1. Lista, Marcella. ‘Raoul Hausmann’s Optophone” ‘Universal Language’ and the Intermedia’

Lista looks at Hausmann’s interest in creating a machine that would convert sounds into images and images into sound as part of his vision which included a ‘sensory revolution based on a haptic or touch-based perception of the world’ and a new art of light and sound (84). He wanted, through art and the use of electricity to convert light and sound, to form a new understanding of both history and modernity. ‘The Dadasoph’s [Hausmmann’s] appropriation of the raw materials of light and sound places the question of language at the core of physiological experience, understood as a ‘translation’ process carried out by the senses’ (91). As a forward-thinking artist, Hausmann is interested in sensorial effects in both literal and metaphorical ways; the technology of conversion was a means toward perceiving not only light and sound and language, but experience, in new ways.

2. Pierre, Arnauld. ‘The ‘Confrontation of Modern Values’: A Moral History of Dada in Paris’

Pierre here gives a narrative of the momentary coming together and the ultimate splitting of Dada from its contemporary other modernist ‘schools’. The essay begins with the organization of gatherings organized by Breton and others in 1922 intended to bring innovative artists together under an umbrella of common values.
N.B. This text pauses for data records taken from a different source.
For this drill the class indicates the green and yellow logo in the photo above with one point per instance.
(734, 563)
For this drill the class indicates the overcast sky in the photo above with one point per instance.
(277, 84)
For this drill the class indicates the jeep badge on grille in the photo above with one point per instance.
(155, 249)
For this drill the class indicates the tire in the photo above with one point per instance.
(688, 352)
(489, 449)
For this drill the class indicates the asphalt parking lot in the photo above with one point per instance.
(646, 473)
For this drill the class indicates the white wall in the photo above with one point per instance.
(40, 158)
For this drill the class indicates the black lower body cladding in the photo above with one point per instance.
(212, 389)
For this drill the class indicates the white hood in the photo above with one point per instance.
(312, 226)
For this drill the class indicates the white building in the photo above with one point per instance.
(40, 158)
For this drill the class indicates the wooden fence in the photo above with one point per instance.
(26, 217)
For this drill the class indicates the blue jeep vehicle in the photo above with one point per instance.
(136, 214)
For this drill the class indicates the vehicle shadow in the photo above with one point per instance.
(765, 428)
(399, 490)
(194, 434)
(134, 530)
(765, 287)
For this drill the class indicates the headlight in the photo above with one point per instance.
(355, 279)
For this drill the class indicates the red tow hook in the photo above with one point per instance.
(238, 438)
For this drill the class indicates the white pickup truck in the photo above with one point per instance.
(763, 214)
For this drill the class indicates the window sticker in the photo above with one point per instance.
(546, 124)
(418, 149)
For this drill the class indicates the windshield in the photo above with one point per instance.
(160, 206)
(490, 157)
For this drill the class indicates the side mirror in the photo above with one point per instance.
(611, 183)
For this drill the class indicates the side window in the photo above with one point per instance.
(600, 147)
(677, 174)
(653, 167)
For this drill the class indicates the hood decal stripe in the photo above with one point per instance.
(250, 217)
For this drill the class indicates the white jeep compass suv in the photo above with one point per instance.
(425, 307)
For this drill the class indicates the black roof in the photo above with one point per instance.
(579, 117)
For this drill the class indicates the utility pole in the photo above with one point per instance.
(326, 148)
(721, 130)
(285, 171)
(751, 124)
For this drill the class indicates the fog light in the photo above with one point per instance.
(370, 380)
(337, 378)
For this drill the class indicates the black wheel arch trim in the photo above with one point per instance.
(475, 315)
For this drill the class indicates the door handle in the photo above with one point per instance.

Although he notes that this may have been the beginning of the end, he spends time looking at the specific work of the various ‘schools’ and where they intersect with the idea of l’espirit nouveau—a unifying theme coming from Apoollinaire. Tzara though soon claimed Dada distinct from the others though at the time it ‘appeared to be less a movement with a specific identity than a consortium for ‘modern international activity’ (243) and was evident in the various journals and activities in which artists and styles mixed and mingled. Ultimately the rifts between artists and groups grew and Dada particularly refused ‘refused to be labeled ‘modern’’ as a question of survival (250) in part to distance itself from any sense of commercialism or consumerism in the practice of art. Eventually, Breton and others who had worked to unify the arts, decisively broke with Dada, Picabia recognized the loss of spirit and Dada’s move to become a ‘school’ (252), and whether or not aesthetics sometimes gave a common theme to the work, the unifying theme of l’espirit nouveau no longer held these groups together.